Hi everyone,
I have a Python App (Superset) running on Cloud Run, using a Postgres DB running on a GCE VM.
The connection works fine on a small scale, but as soon as more users start using the application, we start experiencing connection timeouts between the application (Cloud Run) and the database (VM).
Here’s a detailed description of my setup and the problem:
Setup:
- Database: PostgreSQL running on a Google Cloud e2-medium VM, using a Container Optimized OS.
- Application: Deployed on Google Cloud Run. The backend is Python using SQLAlchemy for database connections.

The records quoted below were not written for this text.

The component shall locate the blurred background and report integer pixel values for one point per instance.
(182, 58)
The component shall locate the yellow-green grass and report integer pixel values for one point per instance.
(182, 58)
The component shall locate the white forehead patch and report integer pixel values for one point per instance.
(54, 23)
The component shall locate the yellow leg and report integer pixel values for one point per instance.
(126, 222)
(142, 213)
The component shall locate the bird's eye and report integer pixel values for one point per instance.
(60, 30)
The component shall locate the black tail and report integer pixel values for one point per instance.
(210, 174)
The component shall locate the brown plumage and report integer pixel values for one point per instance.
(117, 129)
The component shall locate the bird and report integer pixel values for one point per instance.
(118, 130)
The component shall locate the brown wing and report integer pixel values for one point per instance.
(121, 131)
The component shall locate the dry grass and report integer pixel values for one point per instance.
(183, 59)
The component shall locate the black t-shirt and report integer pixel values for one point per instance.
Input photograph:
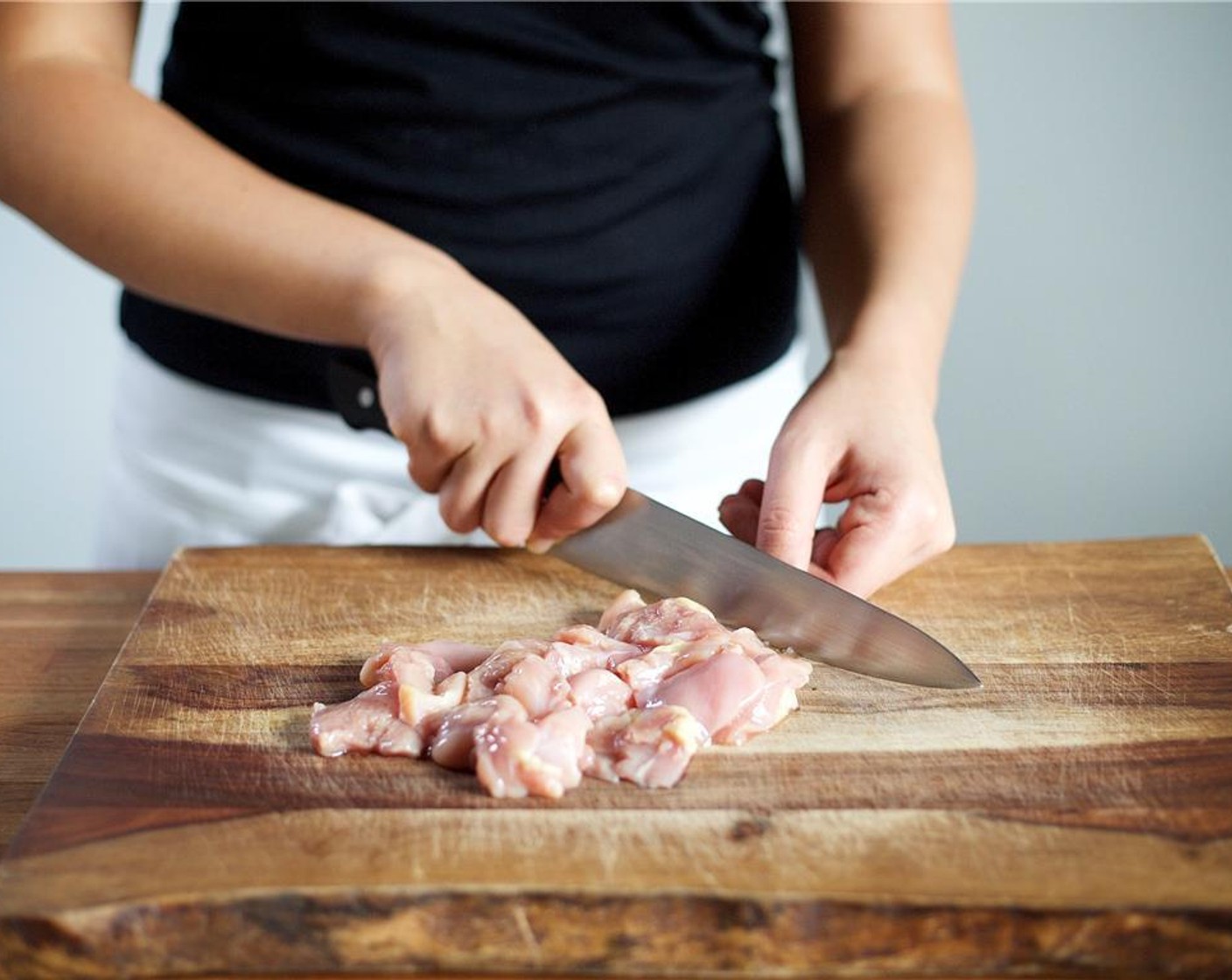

- Connection: Cloud Run connects to the PostgreSQL VM via a VPC, using an internal IP and a network tag to allow traffic.

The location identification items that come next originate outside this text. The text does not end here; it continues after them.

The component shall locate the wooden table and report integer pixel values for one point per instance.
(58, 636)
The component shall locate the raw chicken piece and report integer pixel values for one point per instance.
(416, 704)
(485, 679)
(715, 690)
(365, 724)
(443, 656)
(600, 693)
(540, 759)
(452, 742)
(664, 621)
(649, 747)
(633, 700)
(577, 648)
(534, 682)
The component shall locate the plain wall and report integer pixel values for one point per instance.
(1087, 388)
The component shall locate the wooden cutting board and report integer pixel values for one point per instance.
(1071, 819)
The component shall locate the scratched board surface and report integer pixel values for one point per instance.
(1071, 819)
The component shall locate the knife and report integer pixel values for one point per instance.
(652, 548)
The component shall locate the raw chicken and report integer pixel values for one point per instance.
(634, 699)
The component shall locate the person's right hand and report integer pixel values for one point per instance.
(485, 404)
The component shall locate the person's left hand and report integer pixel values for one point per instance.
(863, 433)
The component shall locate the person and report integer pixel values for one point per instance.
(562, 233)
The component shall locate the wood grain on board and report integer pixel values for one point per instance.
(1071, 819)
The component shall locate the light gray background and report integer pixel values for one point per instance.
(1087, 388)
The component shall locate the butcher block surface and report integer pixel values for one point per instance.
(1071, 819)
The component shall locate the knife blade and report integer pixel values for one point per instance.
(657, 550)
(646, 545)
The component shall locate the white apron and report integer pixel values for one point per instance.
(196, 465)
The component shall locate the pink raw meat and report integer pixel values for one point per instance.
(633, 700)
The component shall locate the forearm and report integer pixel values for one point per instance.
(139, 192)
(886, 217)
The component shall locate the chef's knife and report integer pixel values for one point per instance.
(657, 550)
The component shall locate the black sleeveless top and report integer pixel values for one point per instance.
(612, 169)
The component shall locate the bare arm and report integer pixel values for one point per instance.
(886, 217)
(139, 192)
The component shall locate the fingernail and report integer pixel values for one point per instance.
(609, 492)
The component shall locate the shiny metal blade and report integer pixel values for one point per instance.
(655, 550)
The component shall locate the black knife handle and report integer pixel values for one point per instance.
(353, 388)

- Application Server: Superset is served by Gunicorn with 4 workers and 8 threads each.
Problem:
Database connections work normally with a low number of Cloud Run containers. However, as I scale up the number of Cloud Run instances (increasing the number of simultaneous connection attempts), I start experiencing connection timeouts. This occurs even though:
- PostgreSQL’s max_connections is not reached.

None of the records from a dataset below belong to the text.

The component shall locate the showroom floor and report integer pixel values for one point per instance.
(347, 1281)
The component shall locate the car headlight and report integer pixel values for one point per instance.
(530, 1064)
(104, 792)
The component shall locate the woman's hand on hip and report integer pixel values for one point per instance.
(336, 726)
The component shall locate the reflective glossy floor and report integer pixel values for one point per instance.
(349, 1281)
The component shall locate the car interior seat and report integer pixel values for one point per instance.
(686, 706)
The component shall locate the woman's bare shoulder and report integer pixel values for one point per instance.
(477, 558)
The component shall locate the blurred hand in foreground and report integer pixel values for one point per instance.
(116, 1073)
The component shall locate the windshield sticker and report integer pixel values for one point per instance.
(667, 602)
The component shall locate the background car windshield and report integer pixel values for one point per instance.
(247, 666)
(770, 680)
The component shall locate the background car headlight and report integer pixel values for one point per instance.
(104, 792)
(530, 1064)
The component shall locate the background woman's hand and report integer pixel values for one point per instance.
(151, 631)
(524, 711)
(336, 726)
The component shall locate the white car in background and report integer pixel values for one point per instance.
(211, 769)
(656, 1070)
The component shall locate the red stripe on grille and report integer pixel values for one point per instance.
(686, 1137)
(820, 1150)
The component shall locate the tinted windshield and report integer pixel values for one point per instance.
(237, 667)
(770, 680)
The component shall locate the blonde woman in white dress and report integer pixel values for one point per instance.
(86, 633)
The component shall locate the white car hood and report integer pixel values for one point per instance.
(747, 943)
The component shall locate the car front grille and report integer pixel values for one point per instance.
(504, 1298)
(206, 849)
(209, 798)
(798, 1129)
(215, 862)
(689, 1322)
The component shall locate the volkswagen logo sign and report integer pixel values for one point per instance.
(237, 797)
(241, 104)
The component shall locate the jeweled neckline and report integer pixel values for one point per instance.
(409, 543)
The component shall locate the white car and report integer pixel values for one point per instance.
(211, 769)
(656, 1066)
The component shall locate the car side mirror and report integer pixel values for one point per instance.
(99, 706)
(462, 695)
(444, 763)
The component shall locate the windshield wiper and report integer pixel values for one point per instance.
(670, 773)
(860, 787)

- CPU usage on the VM is below 50%.
- Memory usage on the VM is below 30%.
- I don’t see any error logs on Postgres
SQLAlchemy Configuration:
My SQLAlchemy engine options are configured as follows:
SQLALCHEMY_ENGINE_OPTIONS = {
“pool_pre_ping”: True,
“pool_size”: 32,
“max_overflow”: 16,
“pool_timeout”: 300,
“connect_args”: {
“connect_timeout”: 300,
}
}
Note that I set high timeout times and I still experience timeouts
I’ve already checked VPC firewall rules to ensure that inbound traffic on port 5432 is allowed from the Cloud Run service’s IP range to my VM. I’m using network-tags to allow traffic.
What I’ve Tried:
- Monitored CPU and memory usage on the VM and experimented with larger VMs
- Verified PostgreSQL’s max_connections setting.
- Checked firewall rules.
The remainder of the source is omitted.